The “In Real Life” details
But then real life gets you, and you start to add things like:
- Last man standing. When a secondary node gracefully disconnects from a cluster that has a primary somewhere, it marks itself as outdated while disconnecting. A group of outdated nodes can never become quorate, no matter how many of them there are. So when the remaining cluster knows that the offline node marked itself as outdated, it does not need to consider that node when calculating the quorum status. More…
- Diskless tiebreaker nodes. In a cluster with an even number of nodes with backing storage (think: two), a partition that has precisely half of the nodes may keep quorum when it also has contact with the majority of the diskless nodes (think: one). An important detail is a partition of half of the nodes with storage can never gain quorum when it establishes connections to diskless nodes. More…
Soon, DRBD coauthor Lars pointed out we were missing an opportunity to keep quorum. In a three-node cluster, where two nodes have backing storage and one node is diskless, the diskless node can help maintain quorum when one of the diskful nodes goes down. Quorum can even be maintained if some time later, the diskless node goes down and only one diskful node remains. However, if one of the diskful nodes loses both connections concurrently, it must lose quorum.
DRBD discovers broken network connections one-by-one. There is no concept of losing peers concurrently. Adding such a concept was wrong because there is no answer to the question, what is the right time frame to consider that connection breakage was concurrent?

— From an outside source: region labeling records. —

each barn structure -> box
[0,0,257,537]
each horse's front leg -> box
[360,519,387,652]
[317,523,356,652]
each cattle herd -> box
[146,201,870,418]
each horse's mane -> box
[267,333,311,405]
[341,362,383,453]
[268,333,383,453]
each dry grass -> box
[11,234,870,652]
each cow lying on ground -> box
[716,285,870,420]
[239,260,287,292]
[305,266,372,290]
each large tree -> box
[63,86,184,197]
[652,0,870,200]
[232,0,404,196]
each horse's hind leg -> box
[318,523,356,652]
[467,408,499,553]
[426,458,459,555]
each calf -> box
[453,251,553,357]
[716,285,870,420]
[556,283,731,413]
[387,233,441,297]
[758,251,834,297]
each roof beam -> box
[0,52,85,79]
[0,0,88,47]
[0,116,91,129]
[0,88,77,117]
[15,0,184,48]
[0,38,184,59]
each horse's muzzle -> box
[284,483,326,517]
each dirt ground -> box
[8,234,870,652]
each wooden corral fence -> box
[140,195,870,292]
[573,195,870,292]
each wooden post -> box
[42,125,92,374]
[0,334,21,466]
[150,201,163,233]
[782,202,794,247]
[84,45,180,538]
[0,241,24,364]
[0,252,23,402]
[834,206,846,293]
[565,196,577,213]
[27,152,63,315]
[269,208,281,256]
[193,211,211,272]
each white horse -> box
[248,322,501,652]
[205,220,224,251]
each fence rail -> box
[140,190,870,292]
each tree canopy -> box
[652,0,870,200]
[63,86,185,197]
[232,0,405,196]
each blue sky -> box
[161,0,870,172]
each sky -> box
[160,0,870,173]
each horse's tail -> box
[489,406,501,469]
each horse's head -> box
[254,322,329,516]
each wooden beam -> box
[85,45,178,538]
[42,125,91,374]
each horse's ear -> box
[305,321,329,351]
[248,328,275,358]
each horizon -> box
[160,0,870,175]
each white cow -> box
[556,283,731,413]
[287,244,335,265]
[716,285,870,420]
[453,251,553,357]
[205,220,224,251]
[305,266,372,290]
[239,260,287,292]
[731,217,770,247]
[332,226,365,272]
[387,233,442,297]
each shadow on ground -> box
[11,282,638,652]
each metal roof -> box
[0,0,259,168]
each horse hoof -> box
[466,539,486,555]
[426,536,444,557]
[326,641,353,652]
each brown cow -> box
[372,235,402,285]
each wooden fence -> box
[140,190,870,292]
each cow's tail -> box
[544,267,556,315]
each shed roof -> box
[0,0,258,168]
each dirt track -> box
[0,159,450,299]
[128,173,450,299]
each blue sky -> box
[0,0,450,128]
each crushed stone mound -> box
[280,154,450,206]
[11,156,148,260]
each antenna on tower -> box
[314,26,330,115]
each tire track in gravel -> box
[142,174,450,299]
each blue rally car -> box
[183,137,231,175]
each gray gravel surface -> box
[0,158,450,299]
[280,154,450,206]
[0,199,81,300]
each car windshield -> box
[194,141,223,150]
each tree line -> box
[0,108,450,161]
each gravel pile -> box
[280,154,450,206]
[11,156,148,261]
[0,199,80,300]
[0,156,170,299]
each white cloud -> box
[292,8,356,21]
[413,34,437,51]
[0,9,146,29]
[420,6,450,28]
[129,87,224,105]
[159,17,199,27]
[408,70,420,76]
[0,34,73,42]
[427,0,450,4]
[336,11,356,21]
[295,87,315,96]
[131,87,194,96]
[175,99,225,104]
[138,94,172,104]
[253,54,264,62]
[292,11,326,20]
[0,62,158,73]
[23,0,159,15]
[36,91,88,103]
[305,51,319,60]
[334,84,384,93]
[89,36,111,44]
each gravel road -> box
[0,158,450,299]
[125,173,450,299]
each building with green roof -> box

After some time, I realized that the correct algorithm is to look at the cluster’s membership. When a network connection breaks, the node needs to find out which nodes the current cluster members are and remember that. When one partition has quorum, it knows that the non-members cannot have quorum. Consequently, it can keep quorum if it loses the tiebreaker node at a later point in time.
- Connection B – C goes down, all nodes keep quorum.
- Connection A – C goes down, A and B keep quorum due to tiebreaker logic. A and B notice that C cannot have quorum and remember that.
- Connection A – B goes down. A knows that C is without quorum, therefore A keeps quorum.
Is This Special Case for Keeping Quorum Relevant?
Consider a LINSTOR® installation combined with a workload manager, such as Kubernetes, OpenNebula, CloudStack, XCP-ng, OpenStack, or Proxmox, with more than three nodes on the LINSTOR level. One of the many DRBD clusters that LINSTOR might create from a given storage resource definition might consist of two nodes with storage and a diskless node. The latter gets automatically added by LINSTOR as a tiebreaker node. When the node running a virtual machine (VM) or container fails, the workload manager might want to restart the VM or container on some node that is not yet part of that tiny DRBD cluster. From DRBD’s point of view:
- At first, A, the primary node, crashes.
- The workload orchestrator wants to access the data on a node, not part of the DRBD cluster. So LINSTOR adds this node as a new diskless node D. LINSTOR realizes that D now fulfills the tiebreaker function for the DRBD cluster. Earlier LINSTOR added node B on its own so that the DRBD cluster has a tiebreaker. That becomes redundant, and LINSTOR removes B at this point. DRBD keeps quorum. With an older DRBD release, the partition would have lost quorum in this step.
- The workload orchestrator promotes the recently added diskless node D by starting the VM or container there.
From now on, DRBD’s view of the membership is in debugfs:
cat /sys/kernel/debug/drbd/resources/<resource>/members. The value is a node mask. Each set bit means that the node with that node ID is a member of this partition.
Availability of the Quorum Improvement
DRBD 9.1.13 and DRBD-9.2.2 ship with this improvement to the quorum implementation.